In efforts to curb these costs, many states have moved towards home- and community-based services (HCBS)—programs that aim to prevent placement of high-risk Medicaid beneficiaries into long-term nursing facilities. These programs account for 45% of Medicaid long-term care spending,3 and research has shown that such programs may be effective.4-8 The Patient Protection and Affordable Care Act (PPACA) provides monetary incentives to states that implement HCBS programs as alternatives to nursing homes.9

Although a fair amount is known about the predictors of nursing home use,10-19 validated prediction models for long-term nursing home placement in high-risk, HCBS populations have not been studied.20,21 Understanding the risk factors for nursing home placement and identifying services that may prevent such placement can facilitate efficient allocation of resources among HCBS program participants. We used clinical and administrative databases for elderly participants in a state- and waiver-funded HCBS program to develop a practical model to predict the risk of long-term nursing home placement and to examine associated participant characteristics and program services.

METHODS

Data Sources


We used clinical and administrative data from the Connecticut Home Care Program for Elders (CHCPE) provided by Connecticut Community Care, Inc (CCCI). CHCPE is a publicly funded care-management program that provides preventive home care services to older Connecticut residents who are at risk for permanent nursing home placement. CCCI provided deidentified data for all clients from 2005 through 2011. The data included baseline eligibility evaluations and annual reassessments conducted by CCCI primary care managers, which contain demographic characteristics, medical history, functional ability, social support, and financial assistance data elements in the “Modified Community Assessment Tool” published by the Connecticut Department of Social Services (CDSS).22 Additional data included information on program status, funded and unpaid program services, hospital visits, short-term skilled nursing facility stays, and medications.

Study Population

The study population included at-risk residents who were referred to and deemed eligible for the CHCPE program. Program eligibility is based on the number of critical needs, income, and total assets. The state defines critical needs as functional dependencies in specific activities of daily living (ADLs) and instrumental activities of daily living (IADLs) and/or cognitive impairment requiring supervision. 23 We included CHCPE participants 65 years and older who completed an annual assessment between January 1, 2005, and December 31, 2010. If a participant had multiple assessments, we used the earliest reassessment for analysis.
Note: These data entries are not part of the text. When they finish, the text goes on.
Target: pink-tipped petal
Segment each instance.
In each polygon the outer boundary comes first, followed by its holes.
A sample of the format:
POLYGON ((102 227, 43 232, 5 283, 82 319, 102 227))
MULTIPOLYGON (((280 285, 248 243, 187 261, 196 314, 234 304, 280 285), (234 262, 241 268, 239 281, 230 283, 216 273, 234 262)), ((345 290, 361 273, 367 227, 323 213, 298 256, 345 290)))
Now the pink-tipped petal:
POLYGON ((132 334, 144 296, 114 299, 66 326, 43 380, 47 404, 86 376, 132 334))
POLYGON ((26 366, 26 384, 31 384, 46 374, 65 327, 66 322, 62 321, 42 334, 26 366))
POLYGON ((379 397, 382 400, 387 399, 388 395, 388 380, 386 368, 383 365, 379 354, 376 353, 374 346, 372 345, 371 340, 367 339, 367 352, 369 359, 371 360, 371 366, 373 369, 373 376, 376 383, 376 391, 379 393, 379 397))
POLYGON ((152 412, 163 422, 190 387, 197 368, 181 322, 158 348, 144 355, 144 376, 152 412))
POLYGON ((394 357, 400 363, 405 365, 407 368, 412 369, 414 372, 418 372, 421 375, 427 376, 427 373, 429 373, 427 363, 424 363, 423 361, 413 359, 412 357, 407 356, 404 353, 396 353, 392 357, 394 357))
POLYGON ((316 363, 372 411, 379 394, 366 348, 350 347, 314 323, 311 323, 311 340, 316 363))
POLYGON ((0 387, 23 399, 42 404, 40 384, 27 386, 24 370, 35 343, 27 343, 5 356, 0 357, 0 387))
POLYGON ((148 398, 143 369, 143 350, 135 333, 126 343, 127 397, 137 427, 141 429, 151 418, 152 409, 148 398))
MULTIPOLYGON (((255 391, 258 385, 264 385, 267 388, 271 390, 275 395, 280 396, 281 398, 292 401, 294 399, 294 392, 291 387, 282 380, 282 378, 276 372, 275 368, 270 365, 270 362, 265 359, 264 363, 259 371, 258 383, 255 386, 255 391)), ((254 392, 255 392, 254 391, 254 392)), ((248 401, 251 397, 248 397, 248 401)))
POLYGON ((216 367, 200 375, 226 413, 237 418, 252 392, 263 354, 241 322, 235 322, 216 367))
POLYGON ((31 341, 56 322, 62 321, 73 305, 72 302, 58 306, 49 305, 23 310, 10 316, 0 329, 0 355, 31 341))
Potential Predictors of Long-Term Nursing HomePlacement

Potential predictors included demographic characteristics, clinical characteristics, social support, living arrangements, financial assistance, and program-level variables. Demographic information included age, sex, race, marital status, and primary spoken language. We categorized participants’ race/ethnicity as black, Hispanic, white, or other. Clinical information included medical diagnoses (coded 0 [none], 1 [secondary], or 2 [major]); ADLs and IADLs (coded 0 [independent], 1 [requires assistance], or 2 [total dependence]); mental status quotient (0 to 10 errors); behavioral and psychological issues; vision and hearing assessments; and medications. A dichotomous variable for “meets nursing home level of care” was based on 3 or more critical care needs as defined by the CDSS.23

Program-level variables included healthcare utilization, program services, and the patient’s primary care manager and team. We assessed hospital admissions, emergency department visits, and short-term skilled nursing facility stays during the year before the assessment. We grouped services into categories (eAppendix A, available at www.ajmc.com); identified the services in place at the time of and in the 12 months before the assessment; and calculated average monthly total costs, medical costs, and social service costs. The personal care assistant service pilot offered during the period of our study gave participants authority to hire a single person, including a family member, to perform services that might otherwise be provided by multiple persons. The assessment year, time since the initial assessment, and time since program activation were used to account for variation in subjects’ program participation time.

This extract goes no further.